Rabu, 23 April 2003.
Kalau Ada, Jelas NCD PalsuJakarta, 23 April 2003 00:02KENDATI menjadi sorotan di kalangan petinggi Muhammadiyah, Lulu Lufti Harsono, 45 tahun, tetap ''pede'' alias percaya diri. Ia meyakinkan, dirinya tidak terlibat dalam pembobolan Bank BNI, apalagi sampai menyeret institusi Muhammadiyah. Tanggung jawab kasus itu, Lulu menegaskan, sepenuhnya di tangan Dedy Suryawan dan sejumlah oknum Bank BNI.
Kehadirannya di Muhammadiyah yang menimbulkan heboh ini membuat ayah empat anak itu merasa tidak enak. Tapi, pria berkacamata yang pernah berkarier di Bank Panin, Bank Pikko, dan Bank Putra ini meyakinkan bahwa ia ingin membesarkan Muhammadiyah. Untuk mendapatkan kejelasan posisinya, wartawan GATRA Kholis Bahtiar Bakri, Saiful Anam, dan Satrio Adhi Nugroho menemui Lulu, Rabu malam pekan lalu. Petikannya:
Kasus pembobolan Bank BNI ini menyeret nama Anda, bagaimana ceritanya?
Saya kejeblos. Dedy itu keponakan saya, dulu pekerjaannya kan tidak jelas. Sering nongkrong di hotel, ngaku bisnis ini-itu. Dia tipe anak muda yang tak pernah susah. Ngomong-nya milyaran. Mertuanya memang kaya, Pak Daddy Soemadipradja, mantan Direktur Bank BNI.
Dia mengajak saya bisnis buah-buahan, butuh uang banyak. Saya bilang, nggak mungkinlah. Tapi, dia bilang bisa. Saya penasaran, kan saya orang bank. Lalu saya dipertemukan dengan Gunawan di Hotel Atrium. Saya tanya dia, ''Uangnya dari mana?'' Katanya, ''Biasalah, dari deposan.''
Saya heran, kok tak pakai jaminan? Dia jawab, ''Saya percaya pada Pak Daddy. Dia dulu mentor saya,'' katanya. Tiba-tiba, saya ditelepon orang dalam BNI yang kebetulan teman saya dulu ketika sekolah di Amerika. Dia bilang, ''Ada transaksi milyaran yang mencurigakan dari Cabang Halim. Katanya ini orang kamu.'' Gila!
Saya panggil Dedy ke rumah, malam-malam. Saya punya insting yang tidak bagus. Saya tanya ada apa kok jadi begini. Dia mengaku, uang yang dipakai sekian ratus milyar. ''Gila!
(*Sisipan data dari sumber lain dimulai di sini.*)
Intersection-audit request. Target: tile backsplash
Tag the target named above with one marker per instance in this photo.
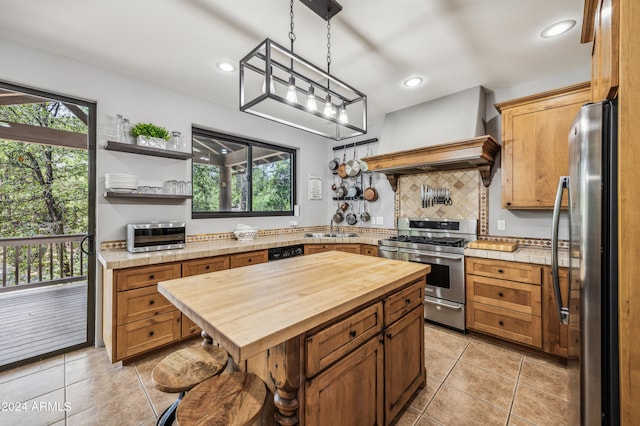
(465, 187)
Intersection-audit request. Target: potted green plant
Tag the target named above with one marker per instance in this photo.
(148, 134)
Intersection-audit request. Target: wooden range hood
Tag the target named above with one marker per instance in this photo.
(477, 153)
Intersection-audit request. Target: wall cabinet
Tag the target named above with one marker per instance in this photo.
(505, 300)
(605, 58)
(378, 350)
(535, 152)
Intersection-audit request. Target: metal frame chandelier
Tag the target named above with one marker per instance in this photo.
(279, 85)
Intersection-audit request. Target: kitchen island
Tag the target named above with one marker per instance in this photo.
(337, 337)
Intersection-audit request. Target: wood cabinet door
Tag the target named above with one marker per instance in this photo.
(535, 145)
(351, 392)
(554, 335)
(404, 369)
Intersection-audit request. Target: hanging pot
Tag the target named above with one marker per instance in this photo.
(371, 193)
(342, 168)
(352, 219)
(365, 216)
(334, 164)
(353, 165)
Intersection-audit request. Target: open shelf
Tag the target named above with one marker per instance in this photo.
(109, 194)
(147, 150)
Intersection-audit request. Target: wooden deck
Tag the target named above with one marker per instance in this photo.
(41, 320)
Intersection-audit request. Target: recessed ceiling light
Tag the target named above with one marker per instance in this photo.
(558, 28)
(225, 66)
(413, 82)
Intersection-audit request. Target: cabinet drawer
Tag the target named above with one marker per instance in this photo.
(520, 297)
(189, 328)
(140, 336)
(144, 276)
(202, 266)
(331, 343)
(141, 303)
(369, 250)
(513, 271)
(398, 305)
(246, 259)
(511, 325)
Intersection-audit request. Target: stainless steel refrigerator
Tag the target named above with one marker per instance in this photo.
(591, 308)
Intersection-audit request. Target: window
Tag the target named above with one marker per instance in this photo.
(224, 186)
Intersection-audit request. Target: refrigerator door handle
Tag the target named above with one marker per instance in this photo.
(563, 311)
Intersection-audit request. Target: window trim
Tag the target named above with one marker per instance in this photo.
(195, 130)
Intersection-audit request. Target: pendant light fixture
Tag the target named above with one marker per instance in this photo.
(272, 78)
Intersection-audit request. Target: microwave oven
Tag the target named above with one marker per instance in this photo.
(144, 237)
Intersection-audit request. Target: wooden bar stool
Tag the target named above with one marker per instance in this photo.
(228, 399)
(184, 369)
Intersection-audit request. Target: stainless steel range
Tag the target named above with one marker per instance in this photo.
(439, 243)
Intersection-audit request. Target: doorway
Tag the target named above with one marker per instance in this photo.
(47, 224)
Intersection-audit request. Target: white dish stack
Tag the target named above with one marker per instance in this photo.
(118, 182)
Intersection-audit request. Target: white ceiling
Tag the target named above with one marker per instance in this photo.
(376, 44)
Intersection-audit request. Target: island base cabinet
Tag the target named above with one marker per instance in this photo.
(404, 365)
(351, 391)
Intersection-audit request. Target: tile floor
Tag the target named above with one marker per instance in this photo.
(470, 380)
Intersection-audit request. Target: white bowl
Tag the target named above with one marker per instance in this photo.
(245, 234)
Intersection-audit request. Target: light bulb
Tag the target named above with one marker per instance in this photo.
(292, 95)
(342, 117)
(272, 87)
(312, 105)
(328, 107)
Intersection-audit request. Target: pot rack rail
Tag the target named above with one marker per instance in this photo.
(354, 144)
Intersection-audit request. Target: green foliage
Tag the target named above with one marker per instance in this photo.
(149, 130)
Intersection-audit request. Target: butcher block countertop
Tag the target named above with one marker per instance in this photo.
(251, 309)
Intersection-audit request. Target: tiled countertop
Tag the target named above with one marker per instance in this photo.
(117, 259)
(541, 256)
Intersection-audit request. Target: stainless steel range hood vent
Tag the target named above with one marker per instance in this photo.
(479, 152)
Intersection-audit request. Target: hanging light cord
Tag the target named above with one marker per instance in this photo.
(292, 35)
(328, 49)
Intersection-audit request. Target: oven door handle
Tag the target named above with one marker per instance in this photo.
(444, 305)
(444, 256)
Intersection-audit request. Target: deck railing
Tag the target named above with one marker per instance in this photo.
(42, 260)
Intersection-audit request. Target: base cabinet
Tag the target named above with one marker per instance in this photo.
(361, 370)
(404, 368)
(351, 391)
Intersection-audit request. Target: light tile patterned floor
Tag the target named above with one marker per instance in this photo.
(470, 381)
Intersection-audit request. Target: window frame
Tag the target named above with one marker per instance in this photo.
(250, 143)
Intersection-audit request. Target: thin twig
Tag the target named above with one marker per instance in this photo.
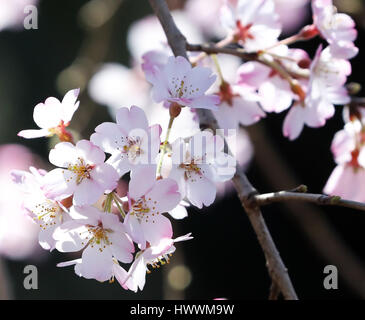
(319, 199)
(249, 56)
(274, 292)
(245, 190)
(320, 234)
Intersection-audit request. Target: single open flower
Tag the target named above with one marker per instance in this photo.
(103, 237)
(53, 116)
(178, 82)
(148, 199)
(131, 141)
(83, 173)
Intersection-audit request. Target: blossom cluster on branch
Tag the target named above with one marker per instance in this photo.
(77, 205)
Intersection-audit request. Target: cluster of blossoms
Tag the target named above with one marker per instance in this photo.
(77, 205)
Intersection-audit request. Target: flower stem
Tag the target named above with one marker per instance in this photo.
(108, 202)
(163, 149)
(117, 202)
(218, 67)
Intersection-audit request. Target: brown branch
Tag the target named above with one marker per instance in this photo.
(252, 56)
(320, 234)
(319, 199)
(212, 49)
(245, 190)
(274, 292)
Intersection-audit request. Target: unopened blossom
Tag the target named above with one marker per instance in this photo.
(198, 165)
(153, 62)
(148, 199)
(347, 179)
(325, 89)
(337, 28)
(237, 106)
(82, 173)
(53, 116)
(103, 238)
(48, 214)
(292, 14)
(178, 82)
(253, 24)
(130, 141)
(152, 257)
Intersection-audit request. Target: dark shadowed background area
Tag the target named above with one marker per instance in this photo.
(224, 259)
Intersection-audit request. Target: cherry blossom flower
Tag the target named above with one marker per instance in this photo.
(18, 234)
(154, 256)
(178, 82)
(198, 165)
(337, 28)
(274, 91)
(130, 141)
(325, 89)
(102, 235)
(83, 173)
(48, 214)
(12, 13)
(238, 106)
(253, 24)
(347, 179)
(53, 117)
(148, 199)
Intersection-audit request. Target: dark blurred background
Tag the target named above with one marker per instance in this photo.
(224, 259)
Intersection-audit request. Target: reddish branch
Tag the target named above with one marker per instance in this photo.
(245, 190)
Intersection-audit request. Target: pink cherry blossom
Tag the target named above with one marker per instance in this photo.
(274, 91)
(347, 179)
(12, 13)
(18, 234)
(83, 173)
(148, 199)
(48, 214)
(178, 82)
(53, 117)
(130, 141)
(198, 165)
(153, 62)
(325, 89)
(337, 28)
(153, 256)
(103, 238)
(254, 24)
(238, 106)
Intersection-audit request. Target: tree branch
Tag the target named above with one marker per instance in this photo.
(319, 199)
(245, 190)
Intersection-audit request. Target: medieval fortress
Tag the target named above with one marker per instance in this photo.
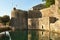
(37, 19)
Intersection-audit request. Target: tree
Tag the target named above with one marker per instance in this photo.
(49, 2)
(5, 19)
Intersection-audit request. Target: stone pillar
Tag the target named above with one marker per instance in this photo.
(21, 25)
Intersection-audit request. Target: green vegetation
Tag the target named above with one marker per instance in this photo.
(49, 2)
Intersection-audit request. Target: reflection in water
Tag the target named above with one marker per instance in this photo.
(34, 35)
(42, 35)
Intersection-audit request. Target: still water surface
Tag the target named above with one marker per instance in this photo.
(34, 35)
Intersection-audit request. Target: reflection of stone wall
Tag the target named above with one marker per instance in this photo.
(19, 19)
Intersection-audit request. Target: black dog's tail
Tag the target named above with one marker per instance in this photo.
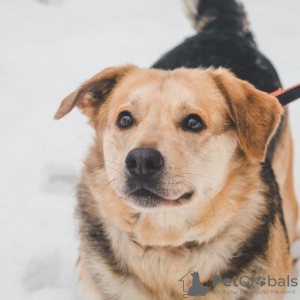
(228, 14)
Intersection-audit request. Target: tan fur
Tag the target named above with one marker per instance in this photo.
(283, 168)
(220, 165)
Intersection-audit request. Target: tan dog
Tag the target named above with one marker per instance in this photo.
(176, 182)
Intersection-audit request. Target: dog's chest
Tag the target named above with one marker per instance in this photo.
(161, 269)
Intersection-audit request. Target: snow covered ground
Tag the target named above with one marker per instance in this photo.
(48, 47)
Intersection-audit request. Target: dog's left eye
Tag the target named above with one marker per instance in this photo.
(125, 120)
(193, 123)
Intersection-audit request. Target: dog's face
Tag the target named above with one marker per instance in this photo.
(168, 137)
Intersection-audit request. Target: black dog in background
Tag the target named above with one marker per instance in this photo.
(223, 40)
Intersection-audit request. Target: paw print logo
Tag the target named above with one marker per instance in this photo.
(261, 281)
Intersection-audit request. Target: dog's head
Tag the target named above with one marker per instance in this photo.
(168, 137)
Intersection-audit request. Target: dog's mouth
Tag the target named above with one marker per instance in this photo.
(148, 199)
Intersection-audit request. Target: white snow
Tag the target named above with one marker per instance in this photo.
(48, 47)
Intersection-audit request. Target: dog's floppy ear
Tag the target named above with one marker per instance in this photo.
(93, 92)
(255, 114)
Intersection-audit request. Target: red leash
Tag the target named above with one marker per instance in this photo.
(286, 96)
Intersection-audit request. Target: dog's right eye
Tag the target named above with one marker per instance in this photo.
(125, 120)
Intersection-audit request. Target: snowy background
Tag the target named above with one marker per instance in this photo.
(47, 48)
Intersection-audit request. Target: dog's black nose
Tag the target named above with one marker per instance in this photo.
(144, 162)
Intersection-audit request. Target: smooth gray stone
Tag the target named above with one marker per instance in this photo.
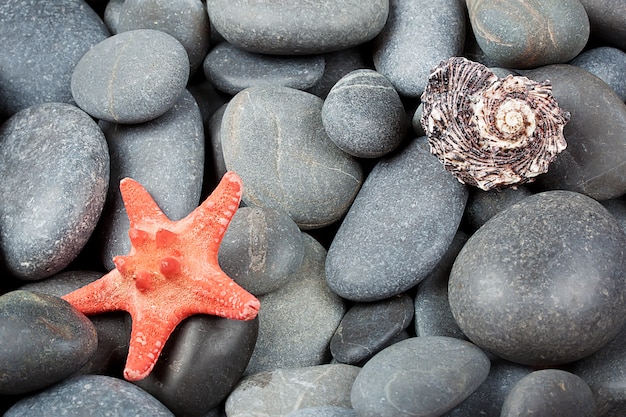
(417, 36)
(92, 395)
(433, 316)
(200, 364)
(608, 20)
(274, 139)
(232, 69)
(42, 40)
(54, 165)
(398, 228)
(44, 340)
(542, 283)
(297, 321)
(593, 162)
(338, 64)
(483, 205)
(131, 77)
(529, 34)
(487, 400)
(186, 20)
(363, 115)
(606, 63)
(279, 392)
(297, 28)
(420, 376)
(367, 328)
(549, 392)
(324, 411)
(261, 250)
(166, 156)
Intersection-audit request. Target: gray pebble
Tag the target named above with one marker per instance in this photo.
(232, 69)
(279, 392)
(297, 28)
(363, 115)
(420, 376)
(398, 228)
(54, 165)
(532, 284)
(131, 77)
(417, 36)
(166, 156)
(42, 40)
(274, 139)
(261, 250)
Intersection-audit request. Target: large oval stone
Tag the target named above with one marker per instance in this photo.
(531, 33)
(420, 376)
(593, 162)
(398, 228)
(54, 165)
(543, 282)
(42, 40)
(274, 139)
(44, 340)
(297, 28)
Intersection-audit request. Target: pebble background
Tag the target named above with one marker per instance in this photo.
(387, 287)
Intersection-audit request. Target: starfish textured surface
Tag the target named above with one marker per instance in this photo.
(170, 273)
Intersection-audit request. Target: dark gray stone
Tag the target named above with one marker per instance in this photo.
(297, 28)
(131, 77)
(606, 63)
(200, 364)
(166, 156)
(44, 340)
(433, 316)
(420, 376)
(93, 395)
(483, 205)
(542, 283)
(363, 115)
(274, 139)
(487, 400)
(417, 36)
(529, 34)
(367, 328)
(187, 21)
(593, 162)
(42, 40)
(279, 392)
(608, 20)
(398, 228)
(549, 392)
(54, 165)
(261, 250)
(232, 69)
(297, 321)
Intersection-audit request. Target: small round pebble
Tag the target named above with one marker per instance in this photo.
(420, 376)
(549, 392)
(542, 282)
(44, 340)
(363, 115)
(261, 250)
(232, 69)
(90, 395)
(131, 77)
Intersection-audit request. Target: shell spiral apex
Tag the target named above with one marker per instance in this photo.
(491, 132)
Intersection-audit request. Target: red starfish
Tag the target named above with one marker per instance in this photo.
(170, 273)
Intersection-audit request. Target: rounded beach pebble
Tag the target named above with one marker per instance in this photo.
(542, 283)
(131, 77)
Gimana ngembaliinnya? Kamu kemanain duit itu?'' Ia tak bisa jawab.
Kapan Anda memanggil Dedy itu?
November lalu. Pokoknya, saya ngamuk. Memang, antara saya dan dia terjadi pinjam-meminjam. Saya pinjam dia Rp 50 milyar.
Transaksi itu terjadi sebelum atau sesudah pemanggilan tadi?
Sebelum. Waktu ketemu Gunawan, dia bilang pinjaman itu untuk tiga bulan. Saya tidak mau. Setelah pertemuan itu, Dedy telepon saya. ''Mas, bisa untuk setahun, kok.'' Oke. Totalnya Rp 50 milyar. Duit itu untuk bisnis buah tadi.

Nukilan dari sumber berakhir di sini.